You will usually need to stay in hospital for a couple of days after the procedure. You may have some pain when the local anaesthetic wears off. Let your doctor or nurse know if this happens so that they can prescribe painkillers. The drainage tube will be held in place with a small stitch until all the fluid has drained. If your drainage tube is attached to a bottle, you will be able to walk about with it. It's important to be careful with the bottle; it shouldn't be raised above the level of the chest as the fluid could go back into your lungs.
Once the drainage has slowed down and the doctors think that most of the fluid has drained, you will have a chest x-ray to see how well your lung has re-expanded. If it has, the drain will be removed.
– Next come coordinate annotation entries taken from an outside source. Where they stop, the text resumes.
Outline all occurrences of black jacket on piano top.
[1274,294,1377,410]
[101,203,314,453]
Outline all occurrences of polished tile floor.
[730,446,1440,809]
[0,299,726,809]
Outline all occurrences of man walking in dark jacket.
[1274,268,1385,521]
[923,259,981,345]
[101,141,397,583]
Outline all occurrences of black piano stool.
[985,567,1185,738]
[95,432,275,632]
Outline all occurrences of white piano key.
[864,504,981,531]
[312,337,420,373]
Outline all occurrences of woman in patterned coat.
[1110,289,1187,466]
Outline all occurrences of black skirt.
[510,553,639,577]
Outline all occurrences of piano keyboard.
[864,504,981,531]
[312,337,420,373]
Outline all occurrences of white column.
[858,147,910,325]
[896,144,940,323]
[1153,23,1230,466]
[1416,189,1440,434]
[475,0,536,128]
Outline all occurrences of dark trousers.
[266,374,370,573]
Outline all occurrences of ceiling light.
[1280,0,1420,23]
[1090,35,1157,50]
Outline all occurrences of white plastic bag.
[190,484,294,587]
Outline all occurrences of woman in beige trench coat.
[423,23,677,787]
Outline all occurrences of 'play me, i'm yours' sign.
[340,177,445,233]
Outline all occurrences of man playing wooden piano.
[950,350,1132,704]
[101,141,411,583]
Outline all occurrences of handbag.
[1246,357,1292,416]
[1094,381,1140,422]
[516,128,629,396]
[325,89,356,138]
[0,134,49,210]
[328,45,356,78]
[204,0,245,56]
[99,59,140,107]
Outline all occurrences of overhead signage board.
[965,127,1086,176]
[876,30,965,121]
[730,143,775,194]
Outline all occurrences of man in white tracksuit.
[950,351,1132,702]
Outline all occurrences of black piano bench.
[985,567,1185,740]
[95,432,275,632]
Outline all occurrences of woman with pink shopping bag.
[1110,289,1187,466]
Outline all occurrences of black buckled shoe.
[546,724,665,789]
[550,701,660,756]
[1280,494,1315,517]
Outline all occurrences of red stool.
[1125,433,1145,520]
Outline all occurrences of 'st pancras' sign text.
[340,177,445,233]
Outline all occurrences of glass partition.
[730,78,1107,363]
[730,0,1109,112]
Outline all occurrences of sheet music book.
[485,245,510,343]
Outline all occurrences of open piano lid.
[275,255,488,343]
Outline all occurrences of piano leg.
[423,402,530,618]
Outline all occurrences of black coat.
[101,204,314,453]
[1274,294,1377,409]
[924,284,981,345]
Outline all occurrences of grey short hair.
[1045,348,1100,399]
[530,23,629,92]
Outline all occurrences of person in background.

It's possible for the fluid to collect again, so drainage may need to be carried out more than once. To prevent the fluid from building up again you may be prescribed chemotherapy or hormonal therapy to treat the cancer. Your doctor may also advise you to have a pleurodesis or a medical thoracoscopy.
Possible complications of chest drains
- The chest drain can become blocked, but this is rare. It can sometimes be cleared by changing your position or sitting upright. Occasionally the drain may need to be replaced.
- The drain can become infected. You will have your temperature checked for any sign that you may be developing an infection.
- Sometimes the drain causes air to become trapped between the lung and the chest wall. This is called a pneumothorax. You may become more breathless and have a sharp pain in your chest. If it's a small pneumothorax, you may not need any treatment and it's likely to clear over a few days. You may need to have an x-ray to check that it's gone. If it's a larger pneumothorax, you may need another drainage tube to remove the air.
Draining a pleural effusion at home
Occasionally, it may be possible to have your pleural effusion drained while you’re at home using a catheter, which acts in a very similar way to a chest drain. The catheter will be put in while you’re in the hospital and then you will be able to go home. Your doctor or specialist nurse will explain more about this method of drainage if it’s suitable for you.
Draining a small pleural effusion
If there is only a small amount of pleural fluid in the chest, the doctor may insert a small needle or cannula into the chest rather than a chest drain. This is removed immediately after the fluid has been drained off and the area is covered with a dressing.